DOGE said 40% of the Social Security Agency’s calls were ‘fraudulent.’ Data suggests it was actually less than 1%
Elon Musk and his engineers claim 'insane' amounts of fraud in Social Security, but the real figures don’t back it up.

- An oft-repeated claim that 40% of Social Security calls are fraudulent is wildly overstated, according to a report, which found that less than 1% of calls have any possible link to fraud. However, changes the administration made to combat the alleged problem have led to payment delays and a “degradation” in service, the report found.
Elon Musk’s so-called Department of Government Efficiency is moving to overhaul Social Security on the pretext that the government’s premier safety-net program is losing massive amounts of money to fraud. Musk has claimed his engineers have found $100 billion a week in fraudulent entitlement payments, a situation the Tesla CEO called “utterly insane.”
DOGE made similar claims in an April interview with Fox News. DOGE engineer and Musk employee Aram Moghaddassi told Bret Baier that 40% of calls to Social Security trying to change direct-deposit information are from fraudsters.
"So when you want to change your bank account, you can call Social Security. We learned 40% of the calls that they get are from fraudsters," Moghaddassi told Fox.
Even Trump’s Commerce Secretary Howard Lutnick suggested in a podcast appearance that the only people complaining about missing payments are fraudsters.
“The easiest way to find the fraudster is to stop payments and listen, cause whoever screams is the one stealing,” he told All-In, using his 94-year-old mother-in-law as an example of someone who wouldn’t call in.
'No significant fraud'
But the true rate of phone fraud, according to a news outlet that covers government technology, is just a fraction of 1%.
Nextgov/FCW, which obtained an internal SSA document, reported that just two Social Security claims out of 110,000 had a high probability of being fraudulent. Fewer than 1% of claims had any potential for fraud at all, according to Nextgov.
“No significant fraud has been detected from the flagged cases,” the internal document said, according to the site.
The SSA’s own justification for changing the benefits process in March said that roughly “40 percent of Social Security direct deposit fraud is associated with someone calling SSA to change direct deposit bank information,” not that 40% of all calls are fraudulent.
DOGE did not respond to Fortune’s request for comment.
A Social Security spokesperson told Fortune that, between March 29 and April 26, SSA’s new fraud detection tools flagged 20,000 distinct social security numbers where “a direct deposit change was requested over the phone and failed a security measure,” and said its fraud measures helped the office avoid $19.9 million in losses.
The office “continues to refine the anti-fraud algorithm to flag only the claims with the highest probability of fraud,” the spokesperson said in an email.
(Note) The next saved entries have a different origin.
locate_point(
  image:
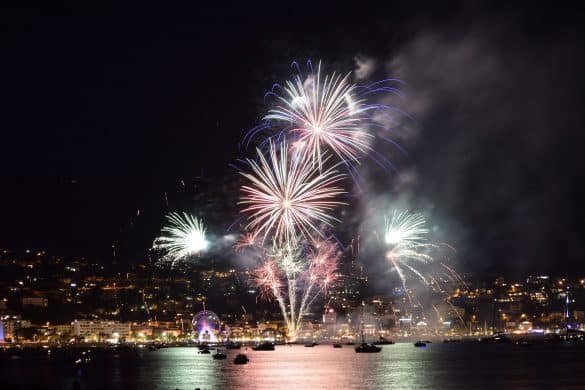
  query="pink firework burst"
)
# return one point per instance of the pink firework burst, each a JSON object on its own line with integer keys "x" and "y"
{"x": 287, "y": 197}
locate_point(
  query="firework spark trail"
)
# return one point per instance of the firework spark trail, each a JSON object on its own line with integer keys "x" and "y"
{"x": 287, "y": 197}
{"x": 181, "y": 238}
{"x": 324, "y": 111}
{"x": 455, "y": 275}
{"x": 296, "y": 277}
{"x": 405, "y": 228}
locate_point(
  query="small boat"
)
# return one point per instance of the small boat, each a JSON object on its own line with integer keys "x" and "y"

'Delays' and 'degradation'
However, the changes have also created a “degradation of public service,” according to Nextgov. In addition to requiring ID checks, the SSA put an automatic delay on new benefit claims so it could run fraud checks, Nextgov reported. The move “delays payments and benefits to customers, despite an extremely low risk of fraud,” the document noted, according to Nextgov.
An Inspector General report from February found that, in fiscal year 2023, 0.6% of all payments made across Social Security’s old-age and disability programs were “overpayments.” That term includes payments made in the wrong amounts when people don’t update their earnings information or other information that would change their eligibility, such as living in a nursing home.
In March, Social Security announced that no benefits claims could be made by phone, before reversing the policy amid outrage. It has added more requirements for people changing their bank information, requiring beneficiaries to either visit a Social Security office in person or use two-factor authentication to confirm their identity.